Accrochée au flanc d’une falaise lotoise, la citadelle mariale de Rocamadour n'est accessible que par un grand chemin de croix qui descend en boucles pieuses. Elle accueille en cette fin d'été la vingtième édition de son festival de musique sacrée. C'est toutefois à une vingtaine de kilomètres de là, à Souillac, connue pour son abbatiale et son alcool de prune, qu'est localisé le premier concert de la soirée du 21 août. Las, un orage lotois nous prive de la cour du château de la Treyne, initialement prévue, pour un plus triste Palais des Congrès. Qu’importe le flacon ! L’ivresse est là. Trois artistes vont nous faire sourire, mais aussi rêver, chanter, swinguer, avec leurs trois instruments populaires : la trompette débridée ou chantante de Lucienne Renaudin Vary, la guitare fine et rythmée de Thibaut Garcia et l’accordéon-orchestre de Félicien Brut.

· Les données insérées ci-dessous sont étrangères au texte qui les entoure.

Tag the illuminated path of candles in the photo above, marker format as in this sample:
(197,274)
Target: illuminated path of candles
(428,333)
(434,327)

La promesse du trio n’est guère tenue, mais au fond elle ne fonctionne pas bien ; seules les deux dernières pièces réunissent les trois artistes, notamment le Tango pour Claude (Nougaro, ndlr) de Richard Galliano, vivant mais un peu brouillon. Par contre, les duos accordéon-guitare et accordéon-trompette sont exceptionnels : les musiciens ont déjà joué ensemble à Rocamadour ou ailleurs et cela s’entend. On retient une Fantaisie slave de Carl Höhne où Lucienne est époustouflante, un medley de quatre valses musettes dans lesquelles Félicien transporte le public, des extraits de l'opéra Maria de Buenos Aires de Piazzolla pleins de surprises. Et plus encore, une magnifique transcription des Chansons populaires de Falla, où le piano et le chant sont sublimés par la guitare et la trompette.
En quelques centaines de mètres nous changeons radicalement de décor pour le second concert : l’abbatiale Sainte-Marie, magnifique édifice romano-byzantin, est l’écrin seyant pour accueillir l’alliance du mythique chœur britannique Tenebrae avec le jeune ensemble La Sportelle, émanation de Rocamadour dont la renommée croît à juste titre. Dans une obscurité presque parfaite, les volutes polyphoniques de Roland de Lassus partent dans notre dos et s’enroulent autour des coupoles. Les chanteurs s’avancent ensuite sur le Pange lingua, avant de s’installer dans le chœur pour une pièce de Philip Moore.
Fondateur et directeur artistique de Tenebrae, Nigel Short utilise toutes les ressources acoustiques de l’abbatiale, en positionnant les chanteurs, seuls ou en groupe, dans différents endroits du lieu. Cette spatialisation est intéressante, elle décale l’attention. Pourtant l’essentiel est ailleurs : l’alliance entre le timbre du chœur et la qualité de la réverbération est parfaite. Les extinctions notamment, dans le silence réclamé expressément en début de concert par Emmeran Rollin, le directeur du festival, sont confondantes de beauté. À ce niveau de maîtrise, ce n’est plus un ensemble, c’est une fusion !
Le programme propose un véritable voyage dans le temps, fait d'allers-retours entre XVIe et XXIe siècles : parmi les pièces contemporaines, on retiendra particulièrement And the swallow de Caroline Shaw, partition traversée de vibrations, de nuances extrêmes, de balancements harmoniques et rythmiques, une splendeur ; du côté des anciens, le Miserere d'Allegri est une perfection de diction, d’intention, de pureté de timbres. Lui répond le Miserere de James MacMilan, gourmand de formes. On goûte tout, de Gibbons à Owain Park, en passant par Rachmaninov et Holst.
Après ces deux événements, on quitte Souillac décidément séduit par l’un des charmes de ce festival atypique : sa capacité à alterner un programme populaire, bavard et jouissif, avec un concert introspectif, silencieux et spirituel.